Théâtre

Petra von Kant, femme moderne aux accents tragiques

Petra von Kant, femme moderne aux accents tragiques

24 mai 2012 | PAR Cecile David

En pleine période de crise internationale, Philippe Calvario choisit de mettre en scène le chaos : Les larmes amères de Petra von Kant, portrait d’une femme sur le déclin imaginé par Rainer Werner Fassbinder (1946-1982), bourreau de travail qui transpose sa pièce de 1971 sur le petit écran, un an après sa création. Incarnation de la femme moderne dans toute sa superbe, Petra von Kant n’en reste pas moins un personnage racinien, prêt à mourir par passion.

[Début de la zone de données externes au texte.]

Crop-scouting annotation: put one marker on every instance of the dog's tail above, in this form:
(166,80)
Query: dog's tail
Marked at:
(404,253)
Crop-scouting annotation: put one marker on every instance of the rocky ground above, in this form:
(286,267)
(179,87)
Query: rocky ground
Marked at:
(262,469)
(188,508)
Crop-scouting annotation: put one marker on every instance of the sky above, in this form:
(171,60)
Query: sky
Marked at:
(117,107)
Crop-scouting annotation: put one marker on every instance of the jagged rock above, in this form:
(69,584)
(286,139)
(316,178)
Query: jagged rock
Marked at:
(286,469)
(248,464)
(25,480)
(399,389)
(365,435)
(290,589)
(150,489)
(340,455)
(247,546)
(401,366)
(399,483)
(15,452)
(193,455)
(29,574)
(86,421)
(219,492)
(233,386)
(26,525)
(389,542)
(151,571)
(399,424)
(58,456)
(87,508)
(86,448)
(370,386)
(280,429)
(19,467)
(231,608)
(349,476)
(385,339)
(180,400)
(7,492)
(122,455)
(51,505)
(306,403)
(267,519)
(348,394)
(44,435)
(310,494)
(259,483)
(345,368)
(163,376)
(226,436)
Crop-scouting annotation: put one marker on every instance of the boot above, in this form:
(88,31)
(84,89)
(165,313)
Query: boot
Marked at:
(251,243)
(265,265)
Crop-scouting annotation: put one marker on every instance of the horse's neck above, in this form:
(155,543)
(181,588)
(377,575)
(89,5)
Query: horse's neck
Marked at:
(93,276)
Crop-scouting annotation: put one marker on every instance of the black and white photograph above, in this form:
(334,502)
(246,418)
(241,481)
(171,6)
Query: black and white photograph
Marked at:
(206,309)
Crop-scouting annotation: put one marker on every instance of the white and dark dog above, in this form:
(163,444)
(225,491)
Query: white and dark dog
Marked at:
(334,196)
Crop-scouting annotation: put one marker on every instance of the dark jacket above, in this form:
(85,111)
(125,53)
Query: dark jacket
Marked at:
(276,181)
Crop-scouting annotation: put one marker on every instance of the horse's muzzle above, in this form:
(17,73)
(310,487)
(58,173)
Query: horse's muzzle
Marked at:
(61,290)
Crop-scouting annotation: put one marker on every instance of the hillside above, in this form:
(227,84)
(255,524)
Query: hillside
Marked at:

Dans un décor ultra kitsch typique des appartements bourgeois des années soixante, Petra von Kant se pavane au beau milieu des mannequins de plastique, habillée de tissus inaccessibles au plus grand nombre. De la chemise de nuit en soie à froufrous à la robe de soirée excessivement moulante, la styliste allemande de renom prend des allures de Marilyn, sa perruque blonde platine renforçant l’illusion. Clin d’œil à celle dont on célèbre actuellement le cinquantième anniversaire de sa disparition ?
Femme de caractère et de talent, Petra mène une vie de rêves aux alentours de Brême mais comme bon nombre d’artiste, reste une éternelle malheureuse. Nymphomane depuis le départ de son premier mari, elle tombe sous le charme de l’impétueuse Karin, jeune fille paumée à qui elle offre la gloire en la faisant top-modèle, à qui elle offre tout son être en ne vivant plus que pour elle.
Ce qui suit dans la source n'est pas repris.